Overview

Learn how to improve the relevance of your search and RAG systems with reranking.

What is a reranker?

A reranker is a specialized model that improves search relevancy by reassessing and reordering a set of retrieved documents based on their relevance to a given query. It takes a query and a set of text inputs (called 'documents'), and returns a relevancy score for each document relative to the given query. This process helps filter and prioritize the most pertinent information, enhancing the quality of search results.

In Retrieval Augmented Generation (RAG) pipelines, the reranking step sits between the initial retrieval step and the final generation phase. It acts as a quality filter, refining the selection of documents that will be used as context for language models. By ensuring that only the most relevant information is passed to the generation phase, rerankers play a crucial role in improving the accuracy of generated responses while potentially reducing processing costs.

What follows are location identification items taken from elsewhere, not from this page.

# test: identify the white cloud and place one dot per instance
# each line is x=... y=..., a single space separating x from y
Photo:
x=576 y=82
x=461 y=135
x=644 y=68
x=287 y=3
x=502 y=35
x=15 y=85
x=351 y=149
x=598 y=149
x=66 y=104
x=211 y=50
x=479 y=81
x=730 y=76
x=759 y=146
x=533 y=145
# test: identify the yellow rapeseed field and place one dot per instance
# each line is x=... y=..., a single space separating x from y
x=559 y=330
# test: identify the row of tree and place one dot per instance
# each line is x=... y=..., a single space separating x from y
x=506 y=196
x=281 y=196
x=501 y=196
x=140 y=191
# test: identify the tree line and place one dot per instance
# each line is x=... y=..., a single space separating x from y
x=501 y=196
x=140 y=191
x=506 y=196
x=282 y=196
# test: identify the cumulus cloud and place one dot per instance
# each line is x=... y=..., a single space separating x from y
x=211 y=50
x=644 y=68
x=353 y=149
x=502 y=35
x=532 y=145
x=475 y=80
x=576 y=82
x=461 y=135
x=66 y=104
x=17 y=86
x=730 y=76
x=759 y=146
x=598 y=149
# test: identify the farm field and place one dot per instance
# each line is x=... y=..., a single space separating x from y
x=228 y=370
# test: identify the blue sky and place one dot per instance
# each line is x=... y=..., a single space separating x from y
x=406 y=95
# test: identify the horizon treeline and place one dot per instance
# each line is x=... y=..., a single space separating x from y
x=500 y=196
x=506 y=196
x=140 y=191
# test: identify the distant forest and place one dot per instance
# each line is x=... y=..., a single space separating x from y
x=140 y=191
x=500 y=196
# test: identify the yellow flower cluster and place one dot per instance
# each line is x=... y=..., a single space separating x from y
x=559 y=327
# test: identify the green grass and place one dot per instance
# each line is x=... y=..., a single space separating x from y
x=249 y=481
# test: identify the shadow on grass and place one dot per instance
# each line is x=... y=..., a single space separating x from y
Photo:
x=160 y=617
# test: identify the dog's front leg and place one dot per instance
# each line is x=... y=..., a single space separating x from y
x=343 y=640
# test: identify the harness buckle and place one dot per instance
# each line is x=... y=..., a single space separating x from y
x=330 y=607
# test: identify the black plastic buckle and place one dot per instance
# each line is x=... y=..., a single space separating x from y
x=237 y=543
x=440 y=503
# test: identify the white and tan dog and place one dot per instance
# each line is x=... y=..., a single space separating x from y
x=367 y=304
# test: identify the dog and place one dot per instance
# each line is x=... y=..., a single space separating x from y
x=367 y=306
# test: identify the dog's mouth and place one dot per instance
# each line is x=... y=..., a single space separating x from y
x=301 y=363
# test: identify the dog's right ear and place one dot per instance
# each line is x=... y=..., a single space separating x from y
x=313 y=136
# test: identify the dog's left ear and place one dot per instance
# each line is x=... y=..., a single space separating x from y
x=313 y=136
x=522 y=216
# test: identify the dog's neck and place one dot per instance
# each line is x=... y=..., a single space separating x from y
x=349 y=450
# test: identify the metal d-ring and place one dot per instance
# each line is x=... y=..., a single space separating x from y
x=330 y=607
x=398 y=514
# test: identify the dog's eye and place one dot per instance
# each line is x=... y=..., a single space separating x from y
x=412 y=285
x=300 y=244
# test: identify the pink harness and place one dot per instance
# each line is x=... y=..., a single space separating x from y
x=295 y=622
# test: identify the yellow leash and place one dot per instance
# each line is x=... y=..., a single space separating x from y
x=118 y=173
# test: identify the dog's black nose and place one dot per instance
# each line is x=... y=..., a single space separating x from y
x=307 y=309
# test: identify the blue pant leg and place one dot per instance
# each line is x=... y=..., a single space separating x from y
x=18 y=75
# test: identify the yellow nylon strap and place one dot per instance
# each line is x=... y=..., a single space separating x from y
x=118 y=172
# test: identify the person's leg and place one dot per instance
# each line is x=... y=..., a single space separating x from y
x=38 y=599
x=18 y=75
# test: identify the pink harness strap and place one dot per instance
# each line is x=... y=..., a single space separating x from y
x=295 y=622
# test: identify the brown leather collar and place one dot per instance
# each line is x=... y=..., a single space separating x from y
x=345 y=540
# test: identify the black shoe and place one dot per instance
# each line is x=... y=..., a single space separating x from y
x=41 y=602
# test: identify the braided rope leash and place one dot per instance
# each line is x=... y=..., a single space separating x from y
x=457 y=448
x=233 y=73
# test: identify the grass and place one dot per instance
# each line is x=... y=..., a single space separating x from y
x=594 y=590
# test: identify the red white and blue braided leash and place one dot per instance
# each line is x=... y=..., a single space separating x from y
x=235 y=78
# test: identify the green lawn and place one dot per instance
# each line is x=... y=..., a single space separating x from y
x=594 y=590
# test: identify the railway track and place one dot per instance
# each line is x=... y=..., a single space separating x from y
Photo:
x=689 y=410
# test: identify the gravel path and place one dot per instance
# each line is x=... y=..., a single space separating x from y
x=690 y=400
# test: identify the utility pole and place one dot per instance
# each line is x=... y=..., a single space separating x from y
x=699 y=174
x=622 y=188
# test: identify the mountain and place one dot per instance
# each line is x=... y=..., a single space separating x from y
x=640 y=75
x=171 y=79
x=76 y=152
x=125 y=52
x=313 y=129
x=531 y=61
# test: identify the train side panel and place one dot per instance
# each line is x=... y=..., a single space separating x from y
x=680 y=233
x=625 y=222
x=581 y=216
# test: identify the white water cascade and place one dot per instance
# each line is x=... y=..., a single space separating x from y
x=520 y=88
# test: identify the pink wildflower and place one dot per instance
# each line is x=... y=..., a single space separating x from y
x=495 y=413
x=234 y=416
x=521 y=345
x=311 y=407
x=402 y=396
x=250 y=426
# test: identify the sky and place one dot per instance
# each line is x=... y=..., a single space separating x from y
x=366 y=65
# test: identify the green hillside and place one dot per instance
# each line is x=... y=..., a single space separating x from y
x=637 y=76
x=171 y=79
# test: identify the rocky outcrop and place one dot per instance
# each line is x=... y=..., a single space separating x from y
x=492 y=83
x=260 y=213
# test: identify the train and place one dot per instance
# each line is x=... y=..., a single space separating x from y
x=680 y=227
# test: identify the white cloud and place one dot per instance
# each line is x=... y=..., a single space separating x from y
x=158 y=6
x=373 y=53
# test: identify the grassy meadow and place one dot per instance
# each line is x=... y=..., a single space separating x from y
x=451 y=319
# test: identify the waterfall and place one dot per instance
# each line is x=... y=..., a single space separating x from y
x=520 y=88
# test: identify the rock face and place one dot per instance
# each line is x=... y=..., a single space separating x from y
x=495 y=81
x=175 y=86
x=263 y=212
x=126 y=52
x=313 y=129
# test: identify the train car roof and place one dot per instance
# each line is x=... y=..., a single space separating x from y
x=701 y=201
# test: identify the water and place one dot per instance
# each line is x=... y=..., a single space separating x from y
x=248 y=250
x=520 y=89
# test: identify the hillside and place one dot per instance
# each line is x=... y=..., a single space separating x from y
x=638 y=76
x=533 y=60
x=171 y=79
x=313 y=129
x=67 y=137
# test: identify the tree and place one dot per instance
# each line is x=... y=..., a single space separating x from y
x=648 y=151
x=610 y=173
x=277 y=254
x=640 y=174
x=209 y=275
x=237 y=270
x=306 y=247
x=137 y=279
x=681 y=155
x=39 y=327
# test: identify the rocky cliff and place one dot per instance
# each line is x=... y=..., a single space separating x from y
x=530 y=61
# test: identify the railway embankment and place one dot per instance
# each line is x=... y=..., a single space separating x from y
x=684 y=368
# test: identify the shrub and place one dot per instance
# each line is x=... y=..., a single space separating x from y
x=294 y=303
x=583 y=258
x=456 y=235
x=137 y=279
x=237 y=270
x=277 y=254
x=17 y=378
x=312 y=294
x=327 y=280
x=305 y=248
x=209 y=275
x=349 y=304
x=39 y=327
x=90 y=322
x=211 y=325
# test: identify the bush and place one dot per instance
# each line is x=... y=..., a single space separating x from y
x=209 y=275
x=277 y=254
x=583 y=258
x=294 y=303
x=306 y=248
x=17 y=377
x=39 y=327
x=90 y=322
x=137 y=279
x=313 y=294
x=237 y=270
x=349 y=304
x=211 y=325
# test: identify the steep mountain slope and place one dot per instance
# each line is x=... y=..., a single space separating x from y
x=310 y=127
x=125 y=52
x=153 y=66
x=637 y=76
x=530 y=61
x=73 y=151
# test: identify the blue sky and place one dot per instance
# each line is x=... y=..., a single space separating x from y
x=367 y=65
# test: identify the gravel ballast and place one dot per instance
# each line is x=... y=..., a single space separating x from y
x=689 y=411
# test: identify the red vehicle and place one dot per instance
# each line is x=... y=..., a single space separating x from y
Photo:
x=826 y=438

How does Together's Rerank API work?

Together's serverless Rerank API allows you to seamlessly integrate supported rerank models into your enterprise applications. It takes in a query and a number of documents, and outputs a relevancy score and ordering index for each document. It can also filter its response to the n most relevant documents.

Together's Rerank API is also compatible with Cohere Rerank, making it easy to try out our reranker models on your existing applications.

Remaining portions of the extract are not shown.